Se mi chiedessero cos’è un libro per me, risponderei: è il mare.
Il mare che canta avventure e tragedie, il mare che collega e separa, il mare dell’epica, della mitologia, il mare delle sirene e della cronaca nera, il mare oscuro dell’inconscio, ciò da cui tutto è nato.
Ogni tentativo di ridurre il libro a merce, a spettacolo, a pubblicità, di dominarlo con le corruzioni di un premio, le statistiche, i voti di scambio, gli accordi di mercato, ogni appropriazione narcisistica, di carriera o lotta di potere, sconta l’infinita distanza tra il mare e l’inquinamento.
Che pur lo uccide, goccia goccia.

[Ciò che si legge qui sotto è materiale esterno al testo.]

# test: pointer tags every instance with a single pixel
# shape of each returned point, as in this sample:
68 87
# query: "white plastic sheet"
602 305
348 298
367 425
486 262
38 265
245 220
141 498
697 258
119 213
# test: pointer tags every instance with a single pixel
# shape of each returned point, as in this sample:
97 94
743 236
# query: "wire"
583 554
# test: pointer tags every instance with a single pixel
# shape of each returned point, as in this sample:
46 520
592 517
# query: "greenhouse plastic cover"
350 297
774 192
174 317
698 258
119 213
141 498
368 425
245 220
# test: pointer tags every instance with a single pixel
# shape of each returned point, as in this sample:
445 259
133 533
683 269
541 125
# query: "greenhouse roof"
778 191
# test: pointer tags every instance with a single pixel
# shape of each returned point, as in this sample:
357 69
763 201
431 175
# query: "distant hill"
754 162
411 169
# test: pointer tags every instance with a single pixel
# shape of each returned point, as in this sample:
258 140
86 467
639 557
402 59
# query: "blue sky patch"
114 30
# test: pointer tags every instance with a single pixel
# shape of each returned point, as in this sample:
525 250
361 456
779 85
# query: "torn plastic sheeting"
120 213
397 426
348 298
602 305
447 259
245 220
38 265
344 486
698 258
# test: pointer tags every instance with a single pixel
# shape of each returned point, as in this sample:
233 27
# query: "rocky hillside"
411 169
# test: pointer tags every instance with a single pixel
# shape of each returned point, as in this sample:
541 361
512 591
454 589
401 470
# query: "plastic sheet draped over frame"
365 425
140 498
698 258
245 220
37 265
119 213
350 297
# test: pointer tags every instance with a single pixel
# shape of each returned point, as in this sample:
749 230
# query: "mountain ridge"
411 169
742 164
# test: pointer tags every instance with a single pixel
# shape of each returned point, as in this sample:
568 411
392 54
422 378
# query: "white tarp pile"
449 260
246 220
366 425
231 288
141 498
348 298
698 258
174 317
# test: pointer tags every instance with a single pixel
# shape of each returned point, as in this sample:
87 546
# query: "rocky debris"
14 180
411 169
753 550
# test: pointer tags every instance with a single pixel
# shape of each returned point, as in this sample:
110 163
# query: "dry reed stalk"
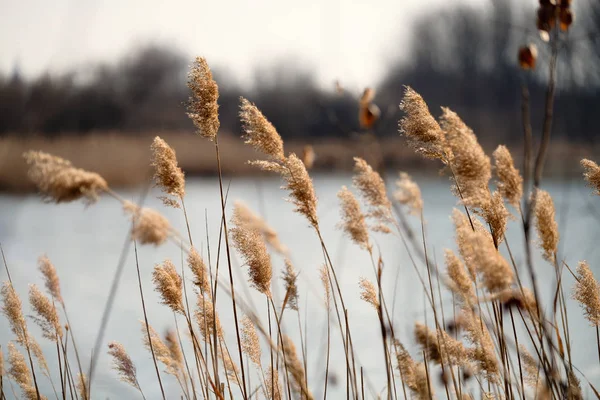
250 341
202 106
168 284
21 374
587 292
47 317
123 364
413 374
408 193
259 132
372 189
167 174
483 353
420 127
368 292
249 242
198 267
509 180
290 276
591 174
353 219
298 183
148 225
440 347
252 219
59 181
546 226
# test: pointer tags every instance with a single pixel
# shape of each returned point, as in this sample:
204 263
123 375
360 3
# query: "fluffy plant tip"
59 181
202 107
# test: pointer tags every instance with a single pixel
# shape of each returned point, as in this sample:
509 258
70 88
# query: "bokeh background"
95 82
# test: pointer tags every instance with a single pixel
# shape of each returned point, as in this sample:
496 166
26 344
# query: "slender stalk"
228 252
137 265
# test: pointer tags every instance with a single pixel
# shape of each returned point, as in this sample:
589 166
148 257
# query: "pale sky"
352 41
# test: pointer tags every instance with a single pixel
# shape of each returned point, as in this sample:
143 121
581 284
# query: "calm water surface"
85 244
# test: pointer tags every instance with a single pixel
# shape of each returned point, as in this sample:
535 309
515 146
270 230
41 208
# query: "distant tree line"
461 57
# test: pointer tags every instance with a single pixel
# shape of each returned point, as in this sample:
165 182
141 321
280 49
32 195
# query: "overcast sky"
350 40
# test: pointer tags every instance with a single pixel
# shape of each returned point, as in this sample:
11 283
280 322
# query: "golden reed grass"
491 337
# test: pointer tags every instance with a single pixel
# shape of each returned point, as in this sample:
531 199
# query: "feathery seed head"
591 174
254 220
368 292
372 188
421 129
20 372
250 342
587 293
546 226
167 173
59 181
169 285
149 226
408 193
13 311
353 220
198 267
249 242
259 132
47 316
202 107
122 364
460 281
51 280
510 182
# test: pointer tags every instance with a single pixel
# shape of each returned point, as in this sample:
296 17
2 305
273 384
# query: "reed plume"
587 292
123 364
249 242
422 131
167 174
162 352
259 132
591 174
250 218
198 267
202 106
13 311
368 292
470 165
20 373
250 341
545 223
47 316
51 280
510 182
372 189
168 284
353 219
413 374
408 193
290 277
148 225
60 182
439 346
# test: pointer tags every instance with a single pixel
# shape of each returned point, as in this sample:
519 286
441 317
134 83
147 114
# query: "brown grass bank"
123 159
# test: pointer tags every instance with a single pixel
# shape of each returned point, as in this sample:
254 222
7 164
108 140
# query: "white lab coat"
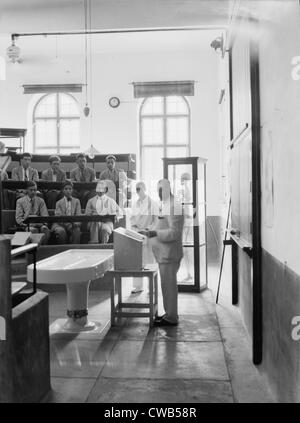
142 218
168 252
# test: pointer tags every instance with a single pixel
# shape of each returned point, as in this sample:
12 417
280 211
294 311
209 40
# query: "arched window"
164 132
56 124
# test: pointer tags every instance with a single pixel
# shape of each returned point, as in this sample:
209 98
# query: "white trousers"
169 288
138 283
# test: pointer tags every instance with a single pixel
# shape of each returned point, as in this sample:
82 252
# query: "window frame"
164 116
56 118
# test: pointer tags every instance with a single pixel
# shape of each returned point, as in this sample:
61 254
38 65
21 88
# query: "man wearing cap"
68 206
117 176
83 173
102 205
32 205
53 174
24 172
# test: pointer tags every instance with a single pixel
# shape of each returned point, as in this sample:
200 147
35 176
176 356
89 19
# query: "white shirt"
106 205
68 207
25 173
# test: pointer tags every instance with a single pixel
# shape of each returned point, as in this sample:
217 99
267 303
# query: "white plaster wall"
280 121
116 130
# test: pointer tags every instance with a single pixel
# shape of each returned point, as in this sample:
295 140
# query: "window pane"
177 130
177 152
153 106
152 131
176 105
152 166
47 106
185 275
69 133
67 106
45 133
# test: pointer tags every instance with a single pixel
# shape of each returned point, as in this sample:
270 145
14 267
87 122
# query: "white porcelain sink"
76 269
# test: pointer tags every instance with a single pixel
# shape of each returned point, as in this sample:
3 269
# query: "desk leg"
156 293
151 295
77 308
119 291
112 300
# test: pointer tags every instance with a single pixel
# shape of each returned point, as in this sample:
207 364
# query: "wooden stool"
116 287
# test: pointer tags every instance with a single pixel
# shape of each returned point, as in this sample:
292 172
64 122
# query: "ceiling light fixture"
86 109
13 52
219 45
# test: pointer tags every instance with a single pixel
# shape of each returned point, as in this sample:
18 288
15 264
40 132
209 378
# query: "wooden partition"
127 162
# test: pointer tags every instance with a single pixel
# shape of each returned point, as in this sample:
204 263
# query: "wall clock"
114 102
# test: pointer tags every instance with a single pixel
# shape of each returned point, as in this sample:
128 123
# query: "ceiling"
65 15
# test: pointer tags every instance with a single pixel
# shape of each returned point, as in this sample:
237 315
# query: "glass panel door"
187 179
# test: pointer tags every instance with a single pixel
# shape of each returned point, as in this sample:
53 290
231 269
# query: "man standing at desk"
102 205
83 173
167 248
24 172
32 205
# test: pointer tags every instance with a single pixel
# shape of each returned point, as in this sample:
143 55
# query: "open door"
188 183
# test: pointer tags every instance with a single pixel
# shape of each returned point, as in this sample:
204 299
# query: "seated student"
32 205
53 174
68 232
102 205
117 176
24 172
83 173
4 176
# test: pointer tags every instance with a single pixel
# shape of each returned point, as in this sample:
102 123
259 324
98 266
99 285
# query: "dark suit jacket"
17 174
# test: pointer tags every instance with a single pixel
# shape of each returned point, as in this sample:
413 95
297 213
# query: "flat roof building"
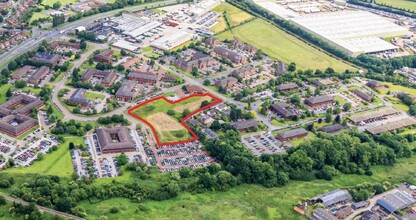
319 100
292 134
143 77
105 77
245 125
127 91
115 140
333 197
37 76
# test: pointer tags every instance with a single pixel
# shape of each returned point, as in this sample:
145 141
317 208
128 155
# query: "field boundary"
195 137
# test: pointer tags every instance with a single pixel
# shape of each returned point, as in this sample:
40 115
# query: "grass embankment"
283 46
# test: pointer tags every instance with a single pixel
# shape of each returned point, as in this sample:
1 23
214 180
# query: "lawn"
168 127
63 2
247 201
93 96
403 4
234 14
283 46
397 88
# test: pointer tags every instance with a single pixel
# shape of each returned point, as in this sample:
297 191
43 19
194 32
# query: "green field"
167 126
63 2
283 46
57 163
247 201
402 4
234 14
93 96
37 15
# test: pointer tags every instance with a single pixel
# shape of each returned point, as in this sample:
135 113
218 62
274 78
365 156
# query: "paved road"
32 42
51 211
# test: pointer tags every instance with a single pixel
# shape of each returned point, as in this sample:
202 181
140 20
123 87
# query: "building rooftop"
334 197
114 138
293 133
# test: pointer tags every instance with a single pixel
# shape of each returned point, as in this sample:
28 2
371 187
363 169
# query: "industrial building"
352 31
115 140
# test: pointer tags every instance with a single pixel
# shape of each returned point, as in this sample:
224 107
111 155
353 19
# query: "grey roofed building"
115 140
366 97
143 75
396 201
358 205
21 72
48 58
282 110
244 125
78 97
38 75
331 128
287 86
127 90
369 215
295 133
14 121
332 198
317 100
20 104
322 214
107 77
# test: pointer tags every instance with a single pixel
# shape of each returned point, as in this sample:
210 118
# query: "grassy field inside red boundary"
182 120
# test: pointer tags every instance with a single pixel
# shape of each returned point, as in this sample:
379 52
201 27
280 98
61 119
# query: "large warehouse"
352 31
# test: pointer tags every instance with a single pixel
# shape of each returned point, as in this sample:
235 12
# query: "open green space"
402 4
234 14
248 201
94 95
165 117
57 163
283 46
37 15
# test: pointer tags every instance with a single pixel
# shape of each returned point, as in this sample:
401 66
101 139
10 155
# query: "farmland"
286 47
165 117
234 14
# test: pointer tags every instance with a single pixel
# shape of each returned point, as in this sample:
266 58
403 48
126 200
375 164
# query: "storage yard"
352 31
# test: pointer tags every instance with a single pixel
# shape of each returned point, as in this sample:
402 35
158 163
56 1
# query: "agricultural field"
247 201
234 14
285 47
402 4
164 116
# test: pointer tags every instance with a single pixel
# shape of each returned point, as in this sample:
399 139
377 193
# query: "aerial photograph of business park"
207 109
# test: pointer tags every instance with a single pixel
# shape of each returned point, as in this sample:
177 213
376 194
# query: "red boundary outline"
195 137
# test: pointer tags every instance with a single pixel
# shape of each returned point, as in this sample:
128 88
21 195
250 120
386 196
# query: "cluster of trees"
71 127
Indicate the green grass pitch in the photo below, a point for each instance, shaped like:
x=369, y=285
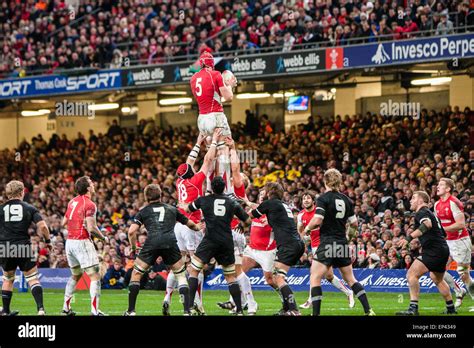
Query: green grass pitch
x=114, y=303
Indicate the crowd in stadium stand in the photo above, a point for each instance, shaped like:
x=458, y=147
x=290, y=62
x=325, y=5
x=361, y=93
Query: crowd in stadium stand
x=383, y=161
x=46, y=36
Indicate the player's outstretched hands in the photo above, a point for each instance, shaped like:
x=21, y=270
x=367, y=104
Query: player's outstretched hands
x=402, y=243
x=233, y=82
x=230, y=142
x=201, y=138
x=217, y=134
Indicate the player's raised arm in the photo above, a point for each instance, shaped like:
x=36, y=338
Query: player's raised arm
x=226, y=91
x=132, y=235
x=234, y=163
x=91, y=225
x=242, y=215
x=195, y=151
x=459, y=218
x=183, y=219
x=42, y=227
x=300, y=227
x=44, y=231
x=191, y=207
x=260, y=210
x=318, y=217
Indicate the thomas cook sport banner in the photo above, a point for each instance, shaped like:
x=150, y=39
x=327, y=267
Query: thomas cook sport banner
x=374, y=280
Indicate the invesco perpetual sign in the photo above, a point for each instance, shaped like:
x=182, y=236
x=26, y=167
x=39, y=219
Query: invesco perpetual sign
x=445, y=47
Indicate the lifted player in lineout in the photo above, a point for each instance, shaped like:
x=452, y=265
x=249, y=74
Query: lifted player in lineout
x=16, y=217
x=208, y=89
x=159, y=220
x=189, y=187
x=239, y=183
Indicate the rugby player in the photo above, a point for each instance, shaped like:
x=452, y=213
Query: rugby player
x=333, y=211
x=189, y=186
x=81, y=224
x=434, y=255
x=450, y=212
x=159, y=220
x=303, y=219
x=208, y=88
x=16, y=217
x=218, y=210
x=290, y=247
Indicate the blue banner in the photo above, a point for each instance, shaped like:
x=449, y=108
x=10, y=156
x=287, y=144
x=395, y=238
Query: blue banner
x=374, y=280
x=409, y=51
x=59, y=84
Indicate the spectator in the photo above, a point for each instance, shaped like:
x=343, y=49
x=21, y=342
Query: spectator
x=115, y=276
x=445, y=27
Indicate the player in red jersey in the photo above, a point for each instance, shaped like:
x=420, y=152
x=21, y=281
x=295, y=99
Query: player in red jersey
x=208, y=89
x=239, y=183
x=80, y=220
x=189, y=186
x=450, y=212
x=261, y=250
x=304, y=217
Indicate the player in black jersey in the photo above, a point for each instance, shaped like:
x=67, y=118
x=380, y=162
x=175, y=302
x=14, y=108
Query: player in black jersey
x=434, y=256
x=16, y=217
x=159, y=220
x=218, y=210
x=334, y=210
x=290, y=247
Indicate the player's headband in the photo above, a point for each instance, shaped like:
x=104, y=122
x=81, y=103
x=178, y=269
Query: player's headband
x=206, y=59
x=184, y=170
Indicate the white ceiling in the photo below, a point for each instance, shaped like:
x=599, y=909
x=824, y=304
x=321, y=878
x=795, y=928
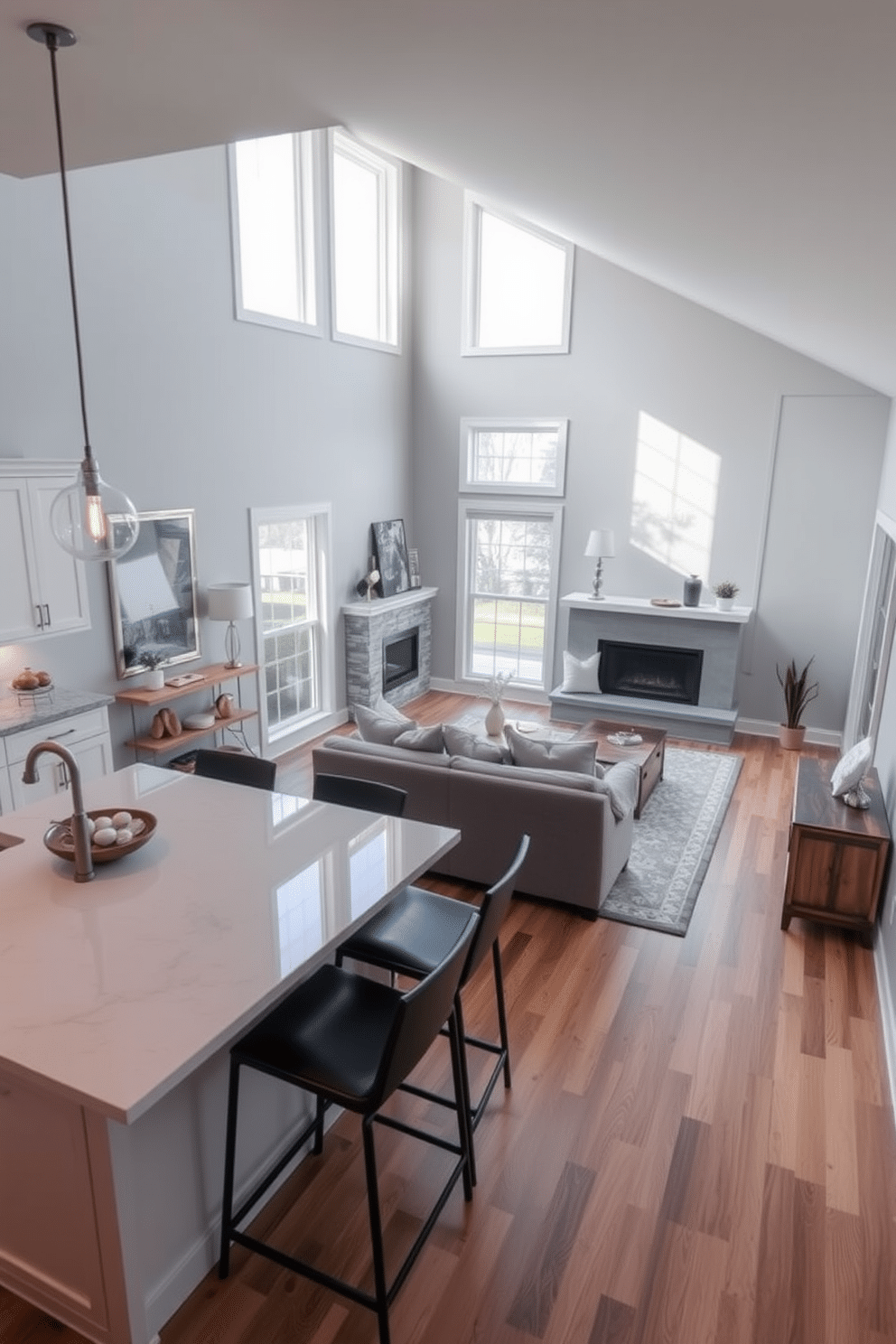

Ma è altro.
Se l’inquinamento ci costringerà ad abbandonare questa Terra, se dovremo imbarcarci nello spazio e non più in mare, quella massa luccicante sarà l’ultima cosa che vedremo dall’alto. E ci rimarrà dentro.
Se il consumismo ci costringerà ad abbandonare la fatica e la sacralità del libro, la sua schiuma ci rimarrà dentro.
Alla fine, sarà la favola che racconteremo all’ultimo figlio che nasce o all’ultimo uomo che muore.
tanto vero, quanto ammaliante e allo stesso tempo angosciante……..
Vero, ahimè, un po’ angosciante…
Ma l’amore – anche nel raccontare – ha vie segrete e potenti.
brava Valeria. bello. ciao!
Grazie Simone, a presto a voce!
Un tuffo nel sapere, nell’essere consapevoli della precarietà nostra e di quanto ci circonda.
Profonde come il mare le tue considerazioni. Brava Valeria, come sempre!
Grazie a te, Annamaria… anche leggere le tue parole è un tuffo ristoratore nell’amicizia e nella sensibilità.